VyprVPN – Complete Review
VyprVPN is a fantastic alternative to ExpressVPN if you still want quality service, Asian servers, and a cheaper price. Though they are based in the US, this service has servers in 38 countries and has a strong Asian presence in locations next to Thailand such as Singapore, Hong Kong, Malaysia, and even Bangkok-based servers – though you will likely want to terminate your VPN tunnel outside the country.
They do have a 7-day money back guarantee to give you time to test connections to different servers, but you can also try their free trial. Their pricing model is a little more complex than other services, but you will most likely find that their Pro package has the highest value.
PureVPN – Complete Review
PureVPN is our third choice for users in Thailand, and they offer even greater global flexibility than the preceding two services. Right now they have over 500 servers in 140 countries, and they have servers strung out across a great portion of Asia. One great advantage of their service is the ability to connect up to 5 devices to a VPN tunnel with only one account, and they do have a 7-day money back guarantee. Lastly, understand that they are more affordable than the previous two options given that their service is only $4.16 per month.
Private Internet Access – Complete Review
PIA ranks number four on our list of the best VPNs for Thailand, and their service is a little different than the ones already mentioned. While they only have servers in 24 countries, they have more servers than any of the other services in this list – meaning that they have far greater capacity. Currently they have around 3096 servers, but they are always strengthening their network by adding more VPN endpoints. Like a few other services, they also allow you to connect up to 5 devices per account, but most people think the biggest advantage of their service is their price – only $3.33 per month with a full-year subscription.
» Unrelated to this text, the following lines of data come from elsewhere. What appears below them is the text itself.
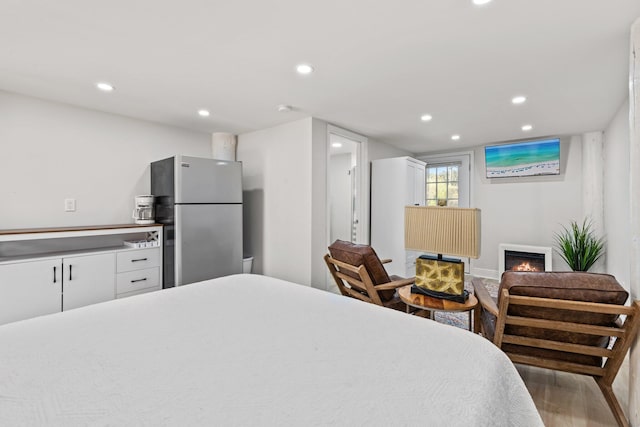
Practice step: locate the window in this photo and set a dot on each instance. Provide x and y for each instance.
(442, 184)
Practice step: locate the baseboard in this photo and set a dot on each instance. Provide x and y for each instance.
(485, 273)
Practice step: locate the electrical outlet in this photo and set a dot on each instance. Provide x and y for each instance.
(69, 205)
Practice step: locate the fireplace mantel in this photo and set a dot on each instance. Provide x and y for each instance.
(544, 250)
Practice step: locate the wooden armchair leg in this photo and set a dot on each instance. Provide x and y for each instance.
(613, 403)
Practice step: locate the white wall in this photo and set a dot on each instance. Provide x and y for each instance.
(285, 191)
(277, 194)
(51, 151)
(616, 195)
(380, 150)
(527, 210)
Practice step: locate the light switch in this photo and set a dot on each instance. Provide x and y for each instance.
(69, 205)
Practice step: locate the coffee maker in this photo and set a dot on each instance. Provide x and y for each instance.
(143, 212)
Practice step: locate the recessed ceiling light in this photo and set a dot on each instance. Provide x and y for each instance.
(518, 99)
(304, 69)
(104, 86)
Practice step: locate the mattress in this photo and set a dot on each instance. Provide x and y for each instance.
(248, 350)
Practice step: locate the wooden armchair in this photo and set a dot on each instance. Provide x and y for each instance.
(566, 321)
(359, 273)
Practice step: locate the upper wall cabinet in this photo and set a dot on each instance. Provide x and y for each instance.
(395, 183)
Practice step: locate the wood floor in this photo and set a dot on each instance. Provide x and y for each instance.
(572, 400)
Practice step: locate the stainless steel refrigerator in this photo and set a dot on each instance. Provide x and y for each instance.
(200, 203)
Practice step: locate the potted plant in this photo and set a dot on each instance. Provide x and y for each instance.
(579, 246)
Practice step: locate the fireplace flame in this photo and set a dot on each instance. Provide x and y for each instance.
(524, 266)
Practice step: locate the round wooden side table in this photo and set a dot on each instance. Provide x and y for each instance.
(430, 304)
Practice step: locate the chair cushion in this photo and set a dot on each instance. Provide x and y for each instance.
(357, 255)
(574, 286)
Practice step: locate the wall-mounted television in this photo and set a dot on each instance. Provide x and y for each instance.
(527, 158)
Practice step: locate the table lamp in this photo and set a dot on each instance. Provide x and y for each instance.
(442, 230)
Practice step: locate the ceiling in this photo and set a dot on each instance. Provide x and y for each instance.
(378, 65)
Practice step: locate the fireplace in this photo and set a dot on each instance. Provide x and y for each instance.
(523, 258)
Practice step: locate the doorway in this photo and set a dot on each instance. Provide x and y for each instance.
(347, 189)
(346, 197)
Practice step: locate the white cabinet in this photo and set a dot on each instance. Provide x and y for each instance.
(138, 272)
(395, 183)
(44, 271)
(87, 280)
(30, 289)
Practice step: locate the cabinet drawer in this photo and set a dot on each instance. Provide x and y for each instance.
(136, 280)
(140, 292)
(138, 260)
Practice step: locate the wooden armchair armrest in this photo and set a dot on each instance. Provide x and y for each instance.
(396, 284)
(484, 298)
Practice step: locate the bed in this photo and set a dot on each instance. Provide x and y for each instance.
(251, 350)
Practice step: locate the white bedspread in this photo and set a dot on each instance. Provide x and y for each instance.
(248, 350)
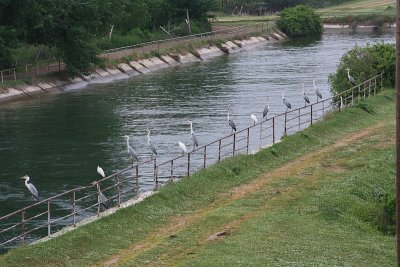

Last on our list is VPN Area, and they have been an up and coming service for a while. Though they aren’t as old or as developed as some of the other services in the marketplace, they have grown into a great VPN service. They have more global locations than PIA, and they currently have servers in 51 countries. Also, VPN Area will allow each account to have 5 devices utilize the VPN tunnel, and they even have a 7-day free trial to let you test their service at your location in Thailand. Lastly, they are very affordable at just $4.92 per month.